Simple, take the Easter bunny and make him more like Santa – then send him to Hollywood. That’s essentially what SpongeBob SquarePants vet Tim Hill has on his hands with Hop, a preposterous, mildly amusing tale about the renegade drummer son of the Easter Bunny, E.B. (that’s valley-short for Easter Bunny, folks), who runs away from the Easter Bunny’s magical kingdom (instead of the North Pole, Easter Island – yuck, yuck) and ends up rooming with another wayward, post-adolescent deadbeat, Fred O’Hare (James Marsden). Fred is a caricature of the 20-something American male, who doesn’t want a job and who can float between his parent’s couch and his sister’s boss’s mansion (which he house sits), avoiding the world until the perfect opportunity falls in his lap. What falls in his lap is a talking bunny – voiced by Russell Brand, no less – and wackiness ensues. Well, sort of. E.B. messes up Fred’s lethargic ways – mucking-up the house he is sitting, ruining a job interview – but then the two begin to take to each other. Fred brings E.B. to a band tryout with David Hasselhoff, and the bunny gets the gig. Realize your dreams, kiddos.

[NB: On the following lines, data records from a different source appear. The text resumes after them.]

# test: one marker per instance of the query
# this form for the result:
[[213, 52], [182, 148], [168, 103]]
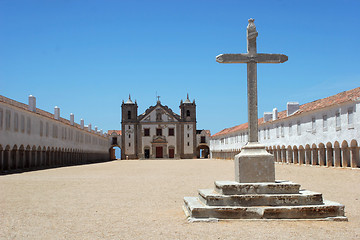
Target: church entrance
[[171, 153], [159, 152], [147, 153]]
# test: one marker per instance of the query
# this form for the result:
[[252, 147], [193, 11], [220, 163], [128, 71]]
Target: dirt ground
[[143, 200]]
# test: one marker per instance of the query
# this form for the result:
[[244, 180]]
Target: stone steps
[[304, 197], [197, 210], [273, 200]]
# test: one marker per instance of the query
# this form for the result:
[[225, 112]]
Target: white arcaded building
[[33, 138], [324, 132]]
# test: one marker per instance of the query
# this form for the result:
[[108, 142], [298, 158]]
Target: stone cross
[[251, 58]]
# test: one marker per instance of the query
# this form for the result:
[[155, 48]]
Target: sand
[[143, 200]]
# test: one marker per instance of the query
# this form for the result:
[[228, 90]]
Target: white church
[[324, 132]]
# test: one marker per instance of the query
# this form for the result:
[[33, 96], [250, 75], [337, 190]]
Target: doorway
[[147, 153], [159, 152]]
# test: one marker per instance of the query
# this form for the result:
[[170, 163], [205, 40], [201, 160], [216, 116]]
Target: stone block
[[304, 197], [234, 188], [254, 164]]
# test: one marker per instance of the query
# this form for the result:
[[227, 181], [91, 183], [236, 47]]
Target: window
[[55, 132], [16, 122], [298, 128], [7, 119], [28, 125], [351, 117], [325, 123], [22, 124], [159, 132], [147, 132], [338, 121], [1, 117], [290, 129], [313, 124], [41, 128], [47, 129]]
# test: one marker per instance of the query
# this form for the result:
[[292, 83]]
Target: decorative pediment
[[159, 113], [159, 139]]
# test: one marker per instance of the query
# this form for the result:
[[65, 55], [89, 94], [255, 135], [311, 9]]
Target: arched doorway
[[115, 152], [202, 151]]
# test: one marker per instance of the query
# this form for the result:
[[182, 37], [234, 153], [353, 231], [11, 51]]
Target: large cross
[[251, 58]]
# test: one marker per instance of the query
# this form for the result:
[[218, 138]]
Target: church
[[158, 132]]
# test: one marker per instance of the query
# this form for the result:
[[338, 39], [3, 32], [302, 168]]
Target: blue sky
[[87, 56]]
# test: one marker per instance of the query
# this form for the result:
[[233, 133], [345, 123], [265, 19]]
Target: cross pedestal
[[255, 194]]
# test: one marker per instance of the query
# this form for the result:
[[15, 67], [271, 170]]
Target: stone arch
[[27, 156], [1, 158], [6, 158], [354, 151], [13, 157], [307, 154], [322, 155], [33, 157], [345, 154], [329, 154], [295, 155], [289, 154], [314, 155], [337, 154], [301, 155]]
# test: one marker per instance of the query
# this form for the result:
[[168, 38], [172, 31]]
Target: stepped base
[[277, 200], [196, 210]]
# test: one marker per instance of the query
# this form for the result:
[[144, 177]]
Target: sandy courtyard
[[143, 200]]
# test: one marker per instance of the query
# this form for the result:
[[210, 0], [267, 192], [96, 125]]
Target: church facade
[[158, 132]]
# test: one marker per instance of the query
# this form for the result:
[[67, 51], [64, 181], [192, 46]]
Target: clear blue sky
[[87, 56]]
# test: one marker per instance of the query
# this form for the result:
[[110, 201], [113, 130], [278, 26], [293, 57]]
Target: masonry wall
[[326, 137], [32, 140]]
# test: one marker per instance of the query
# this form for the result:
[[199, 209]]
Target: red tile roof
[[340, 98], [43, 113], [118, 132]]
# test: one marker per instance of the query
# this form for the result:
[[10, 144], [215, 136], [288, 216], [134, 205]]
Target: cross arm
[[271, 58]]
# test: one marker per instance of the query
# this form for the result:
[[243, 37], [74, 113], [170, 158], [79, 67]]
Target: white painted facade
[[334, 126]]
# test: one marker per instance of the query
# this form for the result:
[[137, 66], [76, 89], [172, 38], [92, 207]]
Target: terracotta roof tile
[[39, 111], [118, 132], [340, 98]]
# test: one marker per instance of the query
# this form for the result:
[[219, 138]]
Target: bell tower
[[129, 126], [188, 128]]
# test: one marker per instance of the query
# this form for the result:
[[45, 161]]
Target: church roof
[[338, 99], [118, 132]]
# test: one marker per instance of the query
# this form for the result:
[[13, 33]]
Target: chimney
[[57, 113], [71, 119], [32, 103], [274, 114], [267, 116], [292, 107]]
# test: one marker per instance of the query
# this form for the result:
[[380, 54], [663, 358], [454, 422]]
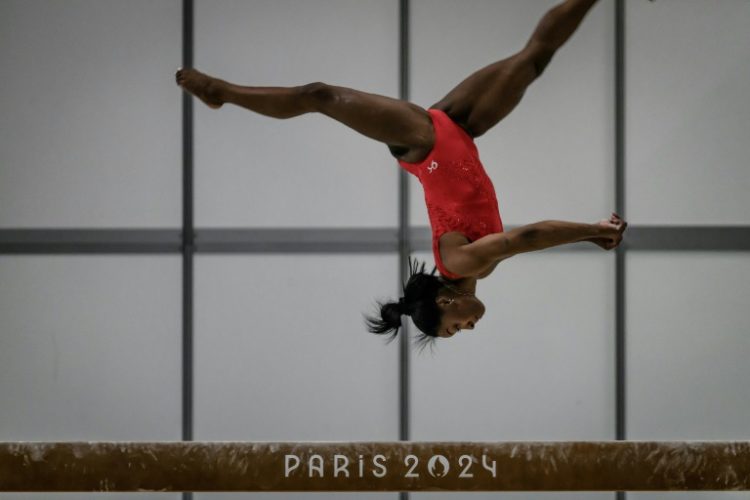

Hop tries to build a movie around a few running jokes and a classic, last minute, tension-filled climax battle between the bunnies and Carlos (Hank Azaria), the chick who is number two in Easter Bunny world and wants to take over Easter from E.B. One joke, that Fred seems to be the only person that finds it weird that E.B. is a talking bunny, doesn’t really makes sense nor is it funny. The second joke, that E.B.’s feces comes out as jelly beans, is kind of amusing at first, but it doesn’t hold up. What really drives Hop are the mechanics of its clichés, spoiling both Brand and the Hasselhoff cameo. There are some goofy bits for the kids to latch onto here and there, but ultimately Hop is too brash and smug to compete for any Christmas charm.